Airport in Egelsbach, Hesse, Germany

Frankfurt Egelsbach Airport (Flugplatz Frankfurt-Egelsbach) is a general aviation airport located near Egelsbach, a town in the German state of Hesse. It is located 10 km southeast of Frankfurt Airport.

==History==
The airport was opened in 1955 with a single grass runway. It proved popular, and by 1957 was already seeing 37,000 movements a year. An asphalt runway was constructed in 1966 and by 1977 the number of movements had increased to 126,000 a year. In 2007, about 77,000 movements were made, making it the busiest airport for general aviation in Germany.

In 2004, to allow for larger aircraft to land, construction was started on a runway expansion, which increased the runway length to its current 1400 m.

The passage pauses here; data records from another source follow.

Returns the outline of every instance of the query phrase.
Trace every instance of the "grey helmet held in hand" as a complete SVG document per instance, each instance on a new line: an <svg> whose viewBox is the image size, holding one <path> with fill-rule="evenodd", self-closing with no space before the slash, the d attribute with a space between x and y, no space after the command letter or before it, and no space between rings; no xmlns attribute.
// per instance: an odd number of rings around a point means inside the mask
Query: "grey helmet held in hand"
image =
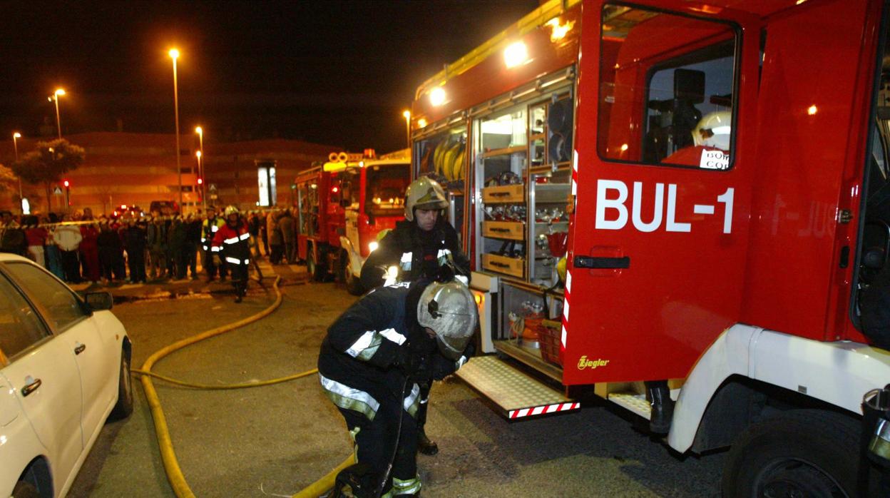
<svg viewBox="0 0 890 498"><path fill-rule="evenodd" d="M476 301L460 282L434 282L420 295L417 322L435 331L439 350L447 358L460 358L478 321Z"/></svg>

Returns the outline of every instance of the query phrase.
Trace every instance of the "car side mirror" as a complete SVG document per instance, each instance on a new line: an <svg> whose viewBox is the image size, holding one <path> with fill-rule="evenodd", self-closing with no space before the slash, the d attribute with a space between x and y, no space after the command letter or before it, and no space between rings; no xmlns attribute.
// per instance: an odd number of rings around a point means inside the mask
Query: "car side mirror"
<svg viewBox="0 0 890 498"><path fill-rule="evenodd" d="M86 301L90 311L111 309L111 306L114 306L114 298L111 297L110 292L87 292L84 296L84 300Z"/></svg>

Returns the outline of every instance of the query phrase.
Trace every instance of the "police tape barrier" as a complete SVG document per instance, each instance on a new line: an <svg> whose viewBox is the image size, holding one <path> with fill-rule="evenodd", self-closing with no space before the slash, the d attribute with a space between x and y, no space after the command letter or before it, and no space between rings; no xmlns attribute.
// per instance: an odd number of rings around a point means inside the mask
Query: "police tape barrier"
<svg viewBox="0 0 890 498"><path fill-rule="evenodd" d="M267 208L267 209L249 209L249 210L247 210L247 211L242 211L241 212L241 215L242 215L241 217L246 217L245 215L248 215L249 216L252 213L256 213L258 215L268 215L270 213L280 213L280 212L283 212L283 211L285 211L287 209L292 209L292 208L293 208L287 207L287 208ZM25 216L36 216L37 217L40 217L43 215L25 215ZM185 216L182 216L182 215L158 215L157 216L152 216L152 215L145 215L145 216L140 216L138 218L137 217L133 217L133 216L108 217L108 216L100 216L98 218L93 218L93 219L89 219L89 220L77 220L77 221L75 221L75 220L68 220L68 221L59 221L59 222L55 222L55 223L50 223L50 222L47 222L47 223L38 223L36 225L25 225L23 223L20 223L20 224L18 224L18 226L15 226L13 228L20 228L21 230L27 230L28 228L58 228L60 226L81 226L81 225L92 225L97 226L97 225L108 225L108 224L116 224L116 225L125 225L130 223L131 221L132 222L135 222L135 223L148 223L148 222L151 222L151 221L154 221L154 220L173 221L173 220L174 220L176 218L179 218L179 219L183 220L183 221L188 221L190 217L191 217L191 219L193 219L193 220L198 220L198 221L204 221L204 220L207 219L206 216L203 215L203 214L202 215L193 214L193 215L185 215ZM222 216L222 213L217 213L216 214L216 217L218 217L220 219L222 219L224 216Z"/></svg>
<svg viewBox="0 0 890 498"><path fill-rule="evenodd" d="M167 480L170 482L170 486L173 488L174 493L179 498L194 498L195 494L189 487L189 483L185 480L185 476L182 474L182 470L179 466L179 461L176 459L176 453L174 451L173 440L170 437L170 431L166 424L166 417L164 414L164 410L161 408L160 399L158 396L158 391L155 390L154 384L151 381L152 378L157 378L162 380L166 382L170 382L173 384L184 386L188 388L193 388L197 389L239 389L246 388L257 388L261 386L270 386L272 384L278 384L280 382L287 382L288 380L293 380L295 379L300 379L303 377L307 377L318 371L318 369L312 369L301 373L288 375L287 377L281 377L279 379L272 379L270 380L262 380L255 382L245 382L241 384L230 384L230 385L206 385L206 384L198 384L193 382L185 382L182 380L177 380L166 376L163 376L151 371L151 368L154 366L155 363L164 358L165 356L182 349L187 346L195 344L206 339L209 339L220 334L239 329L245 325L257 322L266 316L271 314L276 309L281 306L283 296L281 294L281 290L279 289L279 283L281 282L281 277L278 277L275 280L273 288L275 289L275 302L272 303L269 307L257 313L256 314L248 316L243 320L239 320L234 323L230 323L223 325L222 327L217 327L215 329L211 329L206 331L199 334L183 339L173 344L170 344L158 351L153 355L149 356L145 363L142 363L141 369L134 369L133 372L141 375L141 381L142 383L142 388L145 390L145 397L149 403L149 408L151 411L151 418L155 424L155 433L158 437L158 445L161 453L161 460L164 463L164 470L166 473ZM354 462L354 455L350 455L345 461L343 461L336 469L331 470L328 475L324 476L320 479L315 481L308 487L303 491L297 493L294 496L296 498L309 498L310 496L316 497L323 494L325 491L334 487L334 480L336 478L337 473L345 469L349 465Z"/></svg>

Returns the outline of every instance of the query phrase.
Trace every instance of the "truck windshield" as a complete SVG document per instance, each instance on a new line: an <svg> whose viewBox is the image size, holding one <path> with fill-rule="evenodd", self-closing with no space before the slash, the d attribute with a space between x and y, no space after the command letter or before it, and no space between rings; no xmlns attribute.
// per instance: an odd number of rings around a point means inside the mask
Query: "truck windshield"
<svg viewBox="0 0 890 498"><path fill-rule="evenodd" d="M365 212L372 216L394 216L405 208L405 189L411 181L409 164L388 164L368 168Z"/></svg>

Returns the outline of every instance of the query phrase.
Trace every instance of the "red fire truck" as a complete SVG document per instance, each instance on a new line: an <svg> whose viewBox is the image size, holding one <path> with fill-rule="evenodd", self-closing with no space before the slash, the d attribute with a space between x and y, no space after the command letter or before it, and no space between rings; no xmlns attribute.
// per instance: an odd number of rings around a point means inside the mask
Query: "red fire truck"
<svg viewBox="0 0 890 498"><path fill-rule="evenodd" d="M376 157L332 152L328 161L301 173L296 185L297 251L316 281L333 274L360 294L361 265L376 249L377 233L404 215L410 183L408 151Z"/></svg>
<svg viewBox="0 0 890 498"><path fill-rule="evenodd" d="M421 85L413 174L453 195L497 353L459 375L510 419L588 391L646 419L668 380L667 444L732 446L726 495L857 494L890 382L885 6L553 0Z"/></svg>

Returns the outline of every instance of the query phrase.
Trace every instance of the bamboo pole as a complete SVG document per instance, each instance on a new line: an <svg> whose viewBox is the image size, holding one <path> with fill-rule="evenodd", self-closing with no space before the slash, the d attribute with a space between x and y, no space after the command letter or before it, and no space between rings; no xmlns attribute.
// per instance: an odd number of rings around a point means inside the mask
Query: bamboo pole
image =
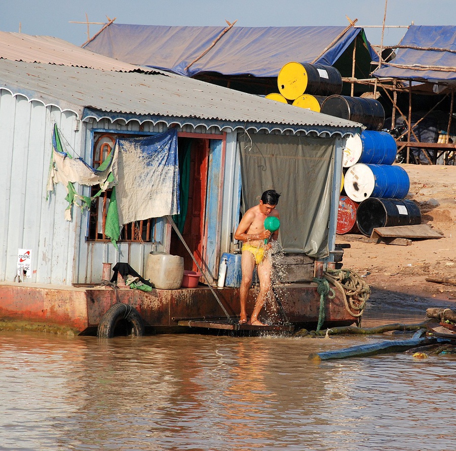
<svg viewBox="0 0 456 451"><path fill-rule="evenodd" d="M348 19L348 17L347 18ZM314 60L312 62L311 64L315 64L319 59L319 58L322 56L322 55L324 55L326 52L328 50L328 49L330 49L352 26L354 26L355 24L358 22L358 19L355 19L354 20L351 20L349 19L349 21L350 22L350 24L345 29L339 34L337 38L336 38L333 41L329 44L329 45L327 46L323 51L316 57Z"/></svg>
<svg viewBox="0 0 456 451"><path fill-rule="evenodd" d="M211 45L204 52L203 52L203 53L201 53L201 54L199 56L197 57L195 59L193 60L193 61L192 61L191 63L190 63L189 64L188 64L185 67L185 70L188 71L188 68L190 67L190 66L191 65L192 65L192 64L195 64L195 63L196 63L198 60L201 59L206 53L207 53L207 52L209 52L209 51L210 50L210 49L212 49L212 47L213 47L215 45L215 44L217 44L217 43L220 40L220 39L221 38L222 36L223 36L225 34L225 33L226 33L227 31L229 31L231 29L231 28L233 27L233 25L237 21L238 21L238 20L236 19L236 20L235 20L234 22L233 22L233 23L230 23L227 20L226 23L228 24L228 26L227 26L226 28L225 28L225 29L224 30L223 30L223 31L221 31L221 32L212 41Z"/></svg>
<svg viewBox="0 0 456 451"><path fill-rule="evenodd" d="M453 115L453 103L454 101L454 90L451 88L451 101L450 103L450 114L448 118L448 127L446 129L446 142L449 142L450 129L451 128L451 117ZM445 164L448 164L448 153L446 153L444 158Z"/></svg>
<svg viewBox="0 0 456 451"><path fill-rule="evenodd" d="M101 29L98 31L98 33L95 33L95 34L94 34L93 36L92 37L92 38L91 38L90 39L88 39L81 46L81 47L83 47L85 45L86 45L86 44L89 44L89 43L91 41L93 41L93 40L95 39L95 38L96 38L97 36L98 36L98 34L100 34L100 33L101 33L105 28L109 26L117 18L117 17L115 17L113 19L109 19L109 22L108 22L107 23L105 24L104 26L101 27Z"/></svg>
<svg viewBox="0 0 456 451"><path fill-rule="evenodd" d="M447 66L424 66L421 64L413 64L408 65L407 64L396 64L392 62L384 62L385 65L391 66L392 67L398 67L400 69L410 69L411 71L436 71L441 72L454 72L454 68L449 67Z"/></svg>
<svg viewBox="0 0 456 451"><path fill-rule="evenodd" d="M355 67L356 66L355 61L356 58L356 42L358 41L358 37L357 36L353 41L353 53L352 56L352 78L355 79ZM350 91L350 95L353 97L353 93L355 91L355 82L352 80L350 82L352 85L351 90Z"/></svg>
<svg viewBox="0 0 456 451"><path fill-rule="evenodd" d="M389 46L391 49L410 49L412 50L432 50L433 52L448 52L450 53L456 53L456 50L452 49L442 49L441 47L420 47L417 46Z"/></svg>
<svg viewBox="0 0 456 451"><path fill-rule="evenodd" d="M407 133L407 141L410 142L410 135L411 131L410 125L411 124L411 81L408 82L408 131ZM410 147L407 146L407 163L410 163Z"/></svg>
<svg viewBox="0 0 456 451"><path fill-rule="evenodd" d="M393 112L391 113L392 129L395 128L396 127L396 105L397 103L397 91L396 88L397 87L397 80L395 80L393 82ZM386 91L385 91L385 92L386 92Z"/></svg>

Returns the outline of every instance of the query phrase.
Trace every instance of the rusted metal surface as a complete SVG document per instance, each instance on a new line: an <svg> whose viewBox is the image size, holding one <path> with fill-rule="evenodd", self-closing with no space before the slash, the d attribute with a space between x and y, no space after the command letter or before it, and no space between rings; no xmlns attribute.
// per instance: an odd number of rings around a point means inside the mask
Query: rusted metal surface
<svg viewBox="0 0 456 451"><path fill-rule="evenodd" d="M85 290L31 284L0 284L0 316L74 327L87 327Z"/></svg>
<svg viewBox="0 0 456 451"><path fill-rule="evenodd" d="M258 289L251 289L248 311L253 310L257 294ZM217 294L235 322L234 328L240 327L236 323L239 314L239 289L219 289ZM336 294L334 299L327 299L325 325L330 327L353 324L356 319L346 309L341 294L336 291ZM275 286L267 301L268 321L273 323L273 327L286 322L275 296L278 297L290 323L295 326L316 324L320 307L316 284ZM175 328L180 321L195 324L224 322L227 326L233 326L229 324L228 318L210 290L203 285L192 289L153 289L146 293L139 290L115 290L105 287L65 289L0 284L0 314L4 317L67 325L81 332L96 326L109 307L117 302L134 306L146 326L165 331L168 328ZM255 327L240 326L243 329L249 327Z"/></svg>

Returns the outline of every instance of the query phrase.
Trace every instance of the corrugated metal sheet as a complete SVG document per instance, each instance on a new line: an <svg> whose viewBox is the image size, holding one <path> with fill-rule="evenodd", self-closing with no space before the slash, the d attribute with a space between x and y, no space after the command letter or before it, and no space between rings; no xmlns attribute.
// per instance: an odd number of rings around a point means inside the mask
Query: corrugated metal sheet
<svg viewBox="0 0 456 451"><path fill-rule="evenodd" d="M94 53L57 38L31 36L6 31L0 31L0 58L12 61L46 63L101 71L141 71L149 73L165 73Z"/></svg>
<svg viewBox="0 0 456 451"><path fill-rule="evenodd" d="M184 77L168 77L138 73L102 71L0 60L0 88L13 95L62 110L74 111L81 117L84 108L101 112L186 118L198 123L221 121L224 129L237 127L261 128L282 132L289 129L308 132L345 134L359 131L360 124L265 99ZM139 116L138 118L138 116ZM107 115L111 120L116 115ZM179 122L179 121L180 122Z"/></svg>

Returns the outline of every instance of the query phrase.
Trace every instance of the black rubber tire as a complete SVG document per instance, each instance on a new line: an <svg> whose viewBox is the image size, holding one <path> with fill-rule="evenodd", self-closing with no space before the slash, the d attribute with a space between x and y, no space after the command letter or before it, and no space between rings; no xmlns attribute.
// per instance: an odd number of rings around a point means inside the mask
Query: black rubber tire
<svg viewBox="0 0 456 451"><path fill-rule="evenodd" d="M127 323L128 330L134 337L144 335L144 322L138 310L128 304L118 302L111 305L103 315L98 324L97 336L99 338L112 338L120 322Z"/></svg>

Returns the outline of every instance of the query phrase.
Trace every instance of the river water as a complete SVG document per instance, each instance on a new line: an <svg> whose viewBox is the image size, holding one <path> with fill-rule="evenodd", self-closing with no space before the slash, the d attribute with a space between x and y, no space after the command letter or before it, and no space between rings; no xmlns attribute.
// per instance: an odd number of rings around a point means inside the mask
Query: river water
<svg viewBox="0 0 456 451"><path fill-rule="evenodd" d="M454 449L456 355L308 359L388 339L0 332L0 449Z"/></svg>

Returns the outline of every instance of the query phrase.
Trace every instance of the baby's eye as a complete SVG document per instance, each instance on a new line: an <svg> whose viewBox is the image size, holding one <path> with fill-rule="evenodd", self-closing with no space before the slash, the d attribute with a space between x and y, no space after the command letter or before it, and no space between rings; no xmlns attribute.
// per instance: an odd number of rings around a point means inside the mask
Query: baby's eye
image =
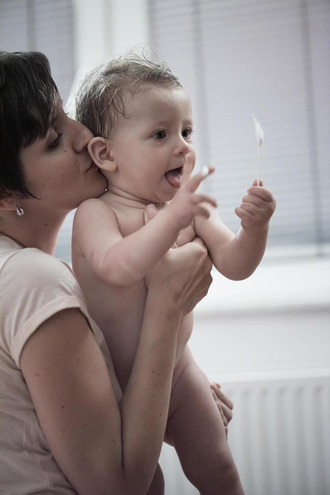
<svg viewBox="0 0 330 495"><path fill-rule="evenodd" d="M161 139L163 139L166 137L166 131L163 130L157 131L156 132L152 134L152 137L160 141Z"/></svg>
<svg viewBox="0 0 330 495"><path fill-rule="evenodd" d="M192 129L191 127L187 127L187 129L184 129L182 131L182 136L186 139L189 139L189 138L191 137L192 134Z"/></svg>
<svg viewBox="0 0 330 495"><path fill-rule="evenodd" d="M54 139L52 142L51 142L49 145L48 147L49 148L56 148L61 141L62 136L63 135L63 132L60 132L58 135L56 139Z"/></svg>

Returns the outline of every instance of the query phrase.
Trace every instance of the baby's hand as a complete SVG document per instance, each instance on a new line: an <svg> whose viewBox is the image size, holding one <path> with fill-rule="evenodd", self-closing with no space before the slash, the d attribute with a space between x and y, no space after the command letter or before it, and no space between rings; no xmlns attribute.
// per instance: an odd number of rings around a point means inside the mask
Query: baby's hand
<svg viewBox="0 0 330 495"><path fill-rule="evenodd" d="M268 224L276 207L272 194L263 187L262 180L257 186L255 180L242 200L242 204L235 209L235 213L241 220L241 225L247 234L259 233L268 228Z"/></svg>
<svg viewBox="0 0 330 495"><path fill-rule="evenodd" d="M168 209L178 222L180 230L188 227L195 215L200 215L208 218L210 214L203 203L209 203L215 207L217 206L213 198L206 194L196 194L195 192L202 181L214 171L214 167L204 167L201 172L193 177L190 176L191 171L191 167L186 162L183 167L180 188Z"/></svg>

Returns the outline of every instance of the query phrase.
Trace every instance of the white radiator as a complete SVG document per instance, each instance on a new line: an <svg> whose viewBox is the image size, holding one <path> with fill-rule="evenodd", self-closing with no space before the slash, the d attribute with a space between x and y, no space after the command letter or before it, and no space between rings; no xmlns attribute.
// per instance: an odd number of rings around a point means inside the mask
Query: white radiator
<svg viewBox="0 0 330 495"><path fill-rule="evenodd" d="M217 377L234 404L229 443L246 495L330 495L330 375L295 374ZM198 493L173 448L164 445L160 463L166 495Z"/></svg>

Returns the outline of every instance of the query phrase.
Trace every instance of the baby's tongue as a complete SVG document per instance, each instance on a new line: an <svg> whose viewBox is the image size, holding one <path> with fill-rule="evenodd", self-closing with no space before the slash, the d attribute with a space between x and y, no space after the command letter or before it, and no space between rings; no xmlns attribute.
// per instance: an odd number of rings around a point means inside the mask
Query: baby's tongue
<svg viewBox="0 0 330 495"><path fill-rule="evenodd" d="M181 176L179 173L178 169L176 168L174 170L169 170L165 174L165 177L174 187L177 188L180 187L181 182Z"/></svg>

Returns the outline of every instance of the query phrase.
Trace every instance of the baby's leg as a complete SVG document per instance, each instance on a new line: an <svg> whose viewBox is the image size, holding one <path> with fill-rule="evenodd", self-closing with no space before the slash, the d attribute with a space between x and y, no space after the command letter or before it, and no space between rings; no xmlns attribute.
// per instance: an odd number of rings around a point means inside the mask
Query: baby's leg
<svg viewBox="0 0 330 495"><path fill-rule="evenodd" d="M159 464L157 465L151 484L146 495L164 495L164 477Z"/></svg>
<svg viewBox="0 0 330 495"><path fill-rule="evenodd" d="M202 495L244 495L208 380L188 347L181 359L167 427L184 472Z"/></svg>

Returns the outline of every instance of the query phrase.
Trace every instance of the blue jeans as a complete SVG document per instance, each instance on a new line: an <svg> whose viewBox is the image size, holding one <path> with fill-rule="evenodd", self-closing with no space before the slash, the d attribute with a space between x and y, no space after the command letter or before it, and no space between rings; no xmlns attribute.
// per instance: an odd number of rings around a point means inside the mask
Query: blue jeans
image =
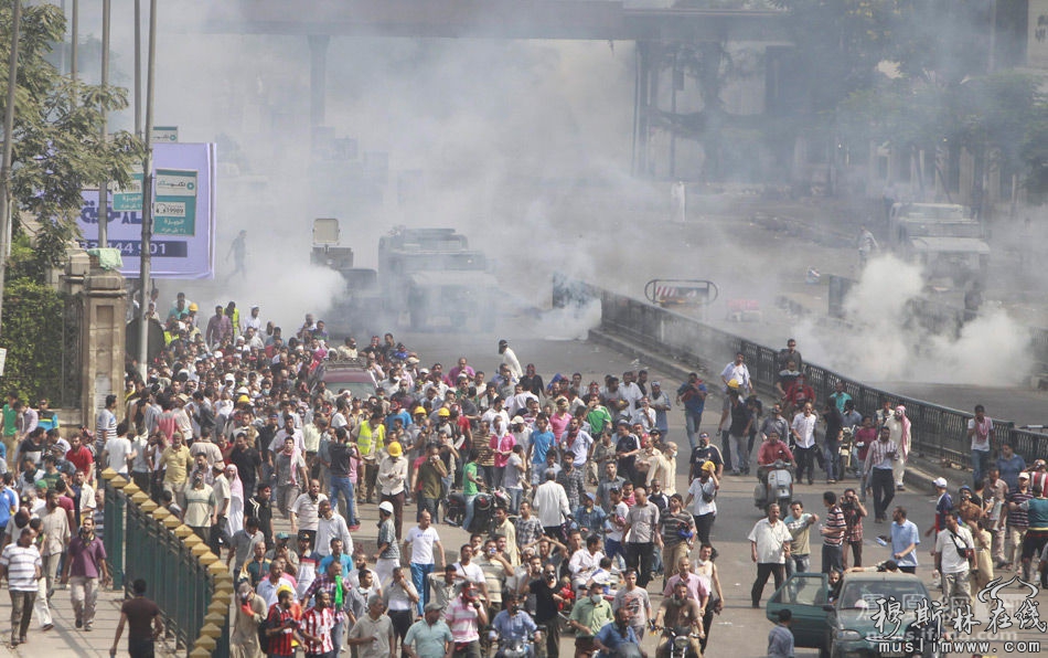
<svg viewBox="0 0 1048 658"><path fill-rule="evenodd" d="M698 426L703 423L703 412L689 412L684 410L684 427L687 432L687 443L695 449L698 445Z"/></svg>
<svg viewBox="0 0 1048 658"><path fill-rule="evenodd" d="M353 482L346 477L331 476L331 492L328 498L331 506L338 509L339 492L345 498L345 523L346 526L360 526L361 520L356 518L356 496L353 491Z"/></svg>
<svg viewBox="0 0 1048 658"><path fill-rule="evenodd" d="M524 489L506 489L510 495L510 513L515 514L521 510L521 499L524 497Z"/></svg>
<svg viewBox="0 0 1048 658"><path fill-rule="evenodd" d="M972 480L975 484L975 488L979 488L979 482L986 477L986 469L990 468L990 450L972 450Z"/></svg>
<svg viewBox="0 0 1048 658"><path fill-rule="evenodd" d="M837 473L837 453L841 450L840 445L826 444L826 479L827 480L837 480L841 479L838 476L842 474Z"/></svg>
<svg viewBox="0 0 1048 658"><path fill-rule="evenodd" d="M421 615L423 611L426 607L426 604L429 603L429 587L427 586L426 576L434 572L432 564L418 564L417 562L411 562L411 584L415 585L415 591L418 592L418 614Z"/></svg>
<svg viewBox="0 0 1048 658"><path fill-rule="evenodd" d="M462 519L462 530L469 532L470 523L473 522L473 500L477 499L477 494L472 496L466 496L466 518Z"/></svg>
<svg viewBox="0 0 1048 658"><path fill-rule="evenodd" d="M811 564L811 555L790 555L787 558L787 577L795 573L809 573Z"/></svg>

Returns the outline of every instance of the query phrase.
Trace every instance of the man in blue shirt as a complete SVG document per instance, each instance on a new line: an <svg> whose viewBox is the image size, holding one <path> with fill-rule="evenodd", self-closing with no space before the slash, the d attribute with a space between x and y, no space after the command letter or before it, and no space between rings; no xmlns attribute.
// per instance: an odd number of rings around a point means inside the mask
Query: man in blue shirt
<svg viewBox="0 0 1048 658"><path fill-rule="evenodd" d="M527 613L521 609L521 602L516 593L506 592L503 594L503 598L505 599L506 609L495 615L495 619L491 624L492 634L500 641L499 651L495 654L496 658L501 658L503 655L501 646L503 643L526 643L528 638L535 643L539 640L538 626L535 625L535 620ZM534 646L527 647L527 655L535 655Z"/></svg>
<svg viewBox="0 0 1048 658"><path fill-rule="evenodd" d="M614 622L605 624L605 627L593 637L593 646L601 655L613 656L616 650L623 645L633 645L634 647L640 645L637 634L633 633L633 627L630 626L630 611L625 606L617 609ZM648 658L646 652L640 651L640 654Z"/></svg>
<svg viewBox="0 0 1048 658"><path fill-rule="evenodd" d="M684 426L687 429L687 443L695 449L695 436L703 422L706 410L706 384L698 379L697 372L688 373L687 381L677 389L677 402L684 403Z"/></svg>
<svg viewBox="0 0 1048 658"><path fill-rule="evenodd" d="M917 524L906 518L906 508L897 507L891 512L891 559L899 571L917 572L917 546L921 543L921 533Z"/></svg>
<svg viewBox="0 0 1048 658"><path fill-rule="evenodd" d="M539 485L545 481L546 469L544 465L546 464L546 453L549 452L549 448L553 447L556 437L553 432L549 431L549 418L546 417L546 414L538 414L538 417L535 420L535 431L532 432L530 438L531 445L527 447L527 452L532 456L532 485Z"/></svg>

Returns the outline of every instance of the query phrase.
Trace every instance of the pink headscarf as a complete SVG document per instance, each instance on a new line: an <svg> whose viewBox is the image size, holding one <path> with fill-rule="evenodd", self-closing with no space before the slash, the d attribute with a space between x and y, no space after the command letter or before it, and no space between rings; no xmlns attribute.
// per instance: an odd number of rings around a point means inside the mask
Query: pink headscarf
<svg viewBox="0 0 1048 658"><path fill-rule="evenodd" d="M910 420L906 416L906 407L901 404L895 407L895 411L902 414L902 434L899 436L899 452L902 453L902 457L906 457L910 454Z"/></svg>
<svg viewBox="0 0 1048 658"><path fill-rule="evenodd" d="M226 470L233 471L233 477L229 478L229 497L238 498L240 502L244 502L244 482L240 480L239 470L236 468L236 464L227 464Z"/></svg>

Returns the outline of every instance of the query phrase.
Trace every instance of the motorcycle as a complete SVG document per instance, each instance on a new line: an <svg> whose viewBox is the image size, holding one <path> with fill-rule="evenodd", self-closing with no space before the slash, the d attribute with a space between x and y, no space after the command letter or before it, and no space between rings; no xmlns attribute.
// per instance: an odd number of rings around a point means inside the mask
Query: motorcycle
<svg viewBox="0 0 1048 658"><path fill-rule="evenodd" d="M764 509L778 502L780 509L788 509L793 500L793 465L778 459L774 464L759 467L758 478L761 473L766 477L753 489L753 507Z"/></svg>
<svg viewBox="0 0 1048 658"><path fill-rule="evenodd" d="M844 475L849 473L858 477L857 466L852 465L852 456L855 454L855 428L845 427L841 431L841 447L837 448L837 475L844 479Z"/></svg>
<svg viewBox="0 0 1048 658"><path fill-rule="evenodd" d="M670 638L669 658L701 658L692 650L692 638L702 639L691 628L666 628L665 635Z"/></svg>
<svg viewBox="0 0 1048 658"><path fill-rule="evenodd" d="M473 519L467 532L490 532L495 509L510 511L510 495L503 489L488 489L473 498ZM445 505L443 522L449 526L461 526L466 520L466 496L459 491L448 495Z"/></svg>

In May 2009, NetJets Europe announced that they intended to purchase the airport.

Today Triwo AG owns the majority of the Airport. Before the last transaction, NetJets owned 87,73% of the aerodrome (the rest being owned by the local authorities of Egelsbach and Langen) and intended to establish IFR procedures at the airport, including an ILS approach. There are also plans to extend the runway by another 270 m and to increase the width by 5 m.

==Facilities==
The airport resides at an elevation of 385 ft above mean sea level. It has two runways, both in the 08/26 direction (thought number left (L) or right (R) markings or indicators are used): a 1400 × 25 m asphalt runway and a 670 × 30 m grass runway.

==Airlines and destinations==
There are no scheduled services to and from Frankfurt Egelsbach Airport.

==Accidents and incidents==
- On 1 March 2012, a Cessna Citation X arriving from Linz Airport crashed in a forest about 4 km from the airport. All five people on board were killed. The reason for the crash is unknown.

- On 30 June 2015, a Diamond DA20 Katana experienced problems during takeoff and struck the overhead wires on the adjacent Main-Neckar Railway. The plane crashed and was then hit by a goods train. The pilot was severely injured and the co-pilot died.

- On 31 March 2019, an Epic LT crashed while landing. The chairwoman and co-owner of S7 Airlines Natalia Fileva, died in the crash along with two other people on board.